Michał Wiśniewski szczerze o żonie. "Pola kontroluje mnie i sprawdza"
Michał Wiśniewski znany jest nie tylko z muzyki i ogromnej kariery oraz pozycji w świecie show-biznesu, jaką udało mu się zbudować, ale także z bujnego życia miłosnego. Jego obecna ukochana, Pola, jest jego piątą żoną, a wspólnie doczekali się dwójki dzieci. Na co dzień, to właśnie ona zajmuje się nimi. Michał Wiśniewski wyznał, że właśnie zostawiła go samego z synami. Co było tego przyczyną?
Michał Wiśniewski został sam z dziećmi
Michał Wiśniewski ma ogromny dorobek muzyczny oraz wielu fanów, którzy uwielbiają go słuchać. Oprócz zajęć zawodowych, ma też duże zobowiązania w stosunku do rodziny, ponieważ posiada szóstkę dzieci. Najmłodsi synowie muzyka mają 2,5 roku i rok.
Artysta, gdy czwórka jego starszych dzieci dorastała, w tym czasie przede wszystkim koncertował, nagrywał płyty, robił wszystko, by jak najlepiej rozwinąć swoją karierę. Teraz trochę przystopował, większą uwagę przykłada do życia rodzinnego.
Żona Michała Wiśniewskiego zostawiła go samego z dziećmi
Żona Michała Wiśniewskiego, która na co dzień zajmuje się przede wszystkim domem i dziećmi, zapewne była często zmęczona swoimi obowiązkami. Dlatego też podjęła decyzję, by odpocząć od niekończących się zadań i udać się na zasłużone wakacje. Dlatego też wybrała się do Paryża, jednocześnie zostawiając Michała Wiśniewskiego w domu z dziećmi.

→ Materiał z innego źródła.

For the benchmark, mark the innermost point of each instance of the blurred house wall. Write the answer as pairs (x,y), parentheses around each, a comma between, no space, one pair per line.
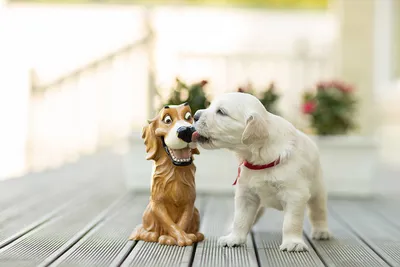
(194,43)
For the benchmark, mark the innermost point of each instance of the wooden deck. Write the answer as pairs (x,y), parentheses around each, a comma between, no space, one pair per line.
(81,215)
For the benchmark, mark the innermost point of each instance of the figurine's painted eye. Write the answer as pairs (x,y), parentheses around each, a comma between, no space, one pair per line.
(221,112)
(167,119)
(188,116)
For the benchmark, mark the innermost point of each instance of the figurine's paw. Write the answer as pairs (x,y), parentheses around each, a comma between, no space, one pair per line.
(231,240)
(200,237)
(183,239)
(166,240)
(293,244)
(149,236)
(135,235)
(321,234)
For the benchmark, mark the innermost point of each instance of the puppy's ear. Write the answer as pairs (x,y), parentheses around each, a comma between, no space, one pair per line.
(151,141)
(256,129)
(195,151)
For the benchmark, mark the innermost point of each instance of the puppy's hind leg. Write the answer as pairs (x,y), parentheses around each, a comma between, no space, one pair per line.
(292,236)
(245,213)
(317,212)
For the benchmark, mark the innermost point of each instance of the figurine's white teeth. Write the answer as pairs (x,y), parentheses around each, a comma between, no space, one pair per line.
(179,159)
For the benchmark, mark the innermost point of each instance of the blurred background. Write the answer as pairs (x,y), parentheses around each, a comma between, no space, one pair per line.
(81,76)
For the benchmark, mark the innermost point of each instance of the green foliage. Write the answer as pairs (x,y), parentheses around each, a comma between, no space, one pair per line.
(330,108)
(193,94)
(269,97)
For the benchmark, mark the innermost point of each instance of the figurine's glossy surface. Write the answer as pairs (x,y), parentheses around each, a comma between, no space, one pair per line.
(171,217)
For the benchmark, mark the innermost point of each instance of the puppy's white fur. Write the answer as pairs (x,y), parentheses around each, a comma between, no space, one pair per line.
(240,123)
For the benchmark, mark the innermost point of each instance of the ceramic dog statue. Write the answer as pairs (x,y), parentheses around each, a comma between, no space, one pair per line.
(171,217)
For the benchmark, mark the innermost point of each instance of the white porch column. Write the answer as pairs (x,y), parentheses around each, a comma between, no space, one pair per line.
(396,38)
(363,53)
(14,94)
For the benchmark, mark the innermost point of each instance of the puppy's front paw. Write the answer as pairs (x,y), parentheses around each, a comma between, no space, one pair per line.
(231,240)
(293,245)
(321,234)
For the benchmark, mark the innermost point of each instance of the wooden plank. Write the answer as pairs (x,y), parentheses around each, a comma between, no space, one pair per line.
(153,254)
(345,248)
(38,245)
(268,237)
(389,209)
(369,226)
(217,221)
(104,243)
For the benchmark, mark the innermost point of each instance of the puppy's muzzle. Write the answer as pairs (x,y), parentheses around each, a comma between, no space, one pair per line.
(185,133)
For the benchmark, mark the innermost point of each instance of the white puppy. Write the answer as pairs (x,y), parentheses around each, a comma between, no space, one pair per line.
(282,167)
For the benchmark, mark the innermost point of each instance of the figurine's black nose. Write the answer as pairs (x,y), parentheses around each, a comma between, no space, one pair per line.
(197,115)
(185,133)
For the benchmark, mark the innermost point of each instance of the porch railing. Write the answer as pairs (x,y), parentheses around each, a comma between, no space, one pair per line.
(89,108)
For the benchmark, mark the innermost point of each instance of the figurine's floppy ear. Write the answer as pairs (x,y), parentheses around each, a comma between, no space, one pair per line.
(150,140)
(256,129)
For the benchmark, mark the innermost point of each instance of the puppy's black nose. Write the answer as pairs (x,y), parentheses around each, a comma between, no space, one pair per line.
(197,115)
(185,133)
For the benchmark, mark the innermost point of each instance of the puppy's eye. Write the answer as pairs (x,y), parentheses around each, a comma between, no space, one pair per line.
(188,116)
(167,119)
(221,112)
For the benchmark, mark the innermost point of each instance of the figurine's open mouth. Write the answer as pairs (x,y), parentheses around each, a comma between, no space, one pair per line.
(196,137)
(179,157)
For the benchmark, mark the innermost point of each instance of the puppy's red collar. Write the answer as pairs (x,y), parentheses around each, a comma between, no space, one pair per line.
(256,167)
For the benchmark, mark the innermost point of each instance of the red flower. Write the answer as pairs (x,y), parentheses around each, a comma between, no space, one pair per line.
(203,83)
(346,88)
(309,107)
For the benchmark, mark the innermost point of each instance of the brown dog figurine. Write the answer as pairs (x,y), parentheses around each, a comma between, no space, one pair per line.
(171,217)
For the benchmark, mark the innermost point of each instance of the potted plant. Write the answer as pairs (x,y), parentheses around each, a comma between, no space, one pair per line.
(348,160)
(269,97)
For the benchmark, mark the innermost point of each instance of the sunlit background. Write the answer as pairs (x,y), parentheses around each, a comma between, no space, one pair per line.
(80,76)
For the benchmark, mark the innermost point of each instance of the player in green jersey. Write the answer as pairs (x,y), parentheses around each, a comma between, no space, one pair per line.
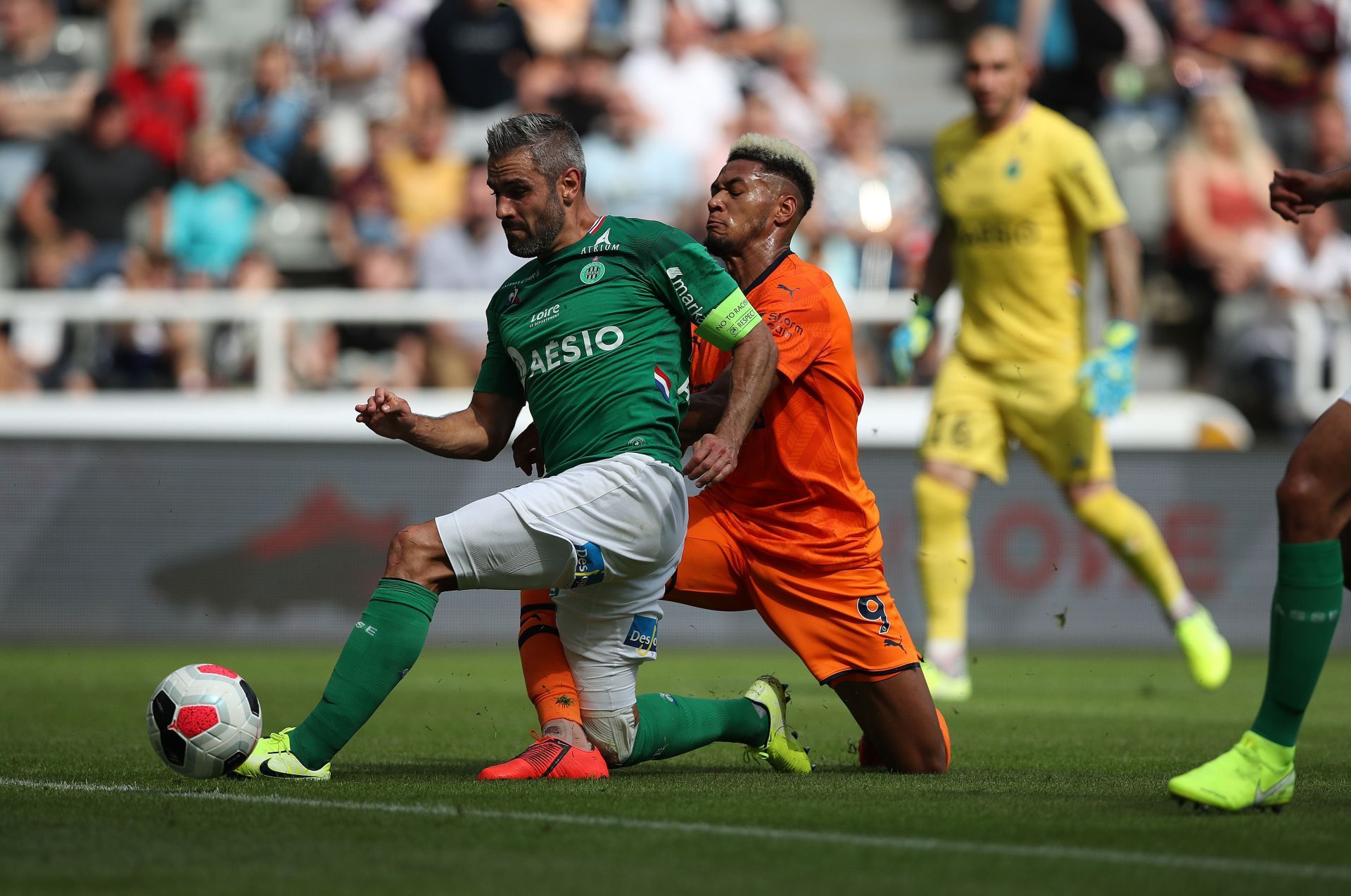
(595,335)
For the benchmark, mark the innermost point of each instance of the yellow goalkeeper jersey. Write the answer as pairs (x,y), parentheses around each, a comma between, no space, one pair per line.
(1023,203)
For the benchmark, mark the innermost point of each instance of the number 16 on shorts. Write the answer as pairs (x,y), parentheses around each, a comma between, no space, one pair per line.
(875,610)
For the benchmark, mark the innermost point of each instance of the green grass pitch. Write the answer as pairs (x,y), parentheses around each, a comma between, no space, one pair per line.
(1057,787)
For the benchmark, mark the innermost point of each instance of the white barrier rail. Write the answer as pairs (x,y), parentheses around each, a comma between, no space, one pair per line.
(891,418)
(1321,340)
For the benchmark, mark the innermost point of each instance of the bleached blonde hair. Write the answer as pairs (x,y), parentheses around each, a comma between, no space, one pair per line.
(780,157)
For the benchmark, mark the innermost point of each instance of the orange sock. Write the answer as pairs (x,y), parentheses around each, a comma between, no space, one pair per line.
(549,681)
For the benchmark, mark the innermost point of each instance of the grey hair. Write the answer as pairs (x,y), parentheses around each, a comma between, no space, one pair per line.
(553,143)
(780,157)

- Pola poleciała do Paryża na kilka dni ze swoim najstarszym synem. Ja zostałam z dzieciaczkami i sam tu urzęduję. Mam na szczęście do pomocy nianię i jest mama, więc to praca na pół etatu. Muszę przyznać jednak, że im jestem starszy tym mam coraz większą radość w przebywaniu z bliskimi. Myślę sobie, że gdyby nie robota mógłbym robić to na pełen etat - powiedział artysta.
Pola zostawiła Michała Wiśniewskiego z dziećmi i udała się do Paryża
Michał Wiśniewski podczas rozmowy z “Faktem” przyznał, jak podczas nieobecności żony radzi sobie z dziećmi. Wyjawił także, co robi Pola, by mieć kontrolę nad tym, co dzieje się w ich domu podczas jej nieobecności. Okazało się, że żona wokalisty znalazła na to świetny pomysł.
- Radzę sobie dobrze, a największy problem mam z żoną, która podgląda mnie na kamerze [..] Pola kontroluje mnie i sprawdza, jak sobie radzę, co chwila słyszę, mogłem zrobić coś lepiej lub inaczej. Ostatnio mi się dostało za to, że mały za późno poszedł spać, a ona rygorystycznie do tego podchodzi. Więc głównie ją przepraszam, ale jest fajnie. Wcześniej ja byłem z Vivi w Londynie, a teraz Polcia poleciała sobie z synem do Paryża. Cieszę się, że może trochę odsapnąć, chociaż ona wciąż się martwi czy czegoś tu z dzieciakami nie nabroję. Bo ona jest taką matką przewrażliwioną, ale fajną - wyjawił Michał Wiśniewski.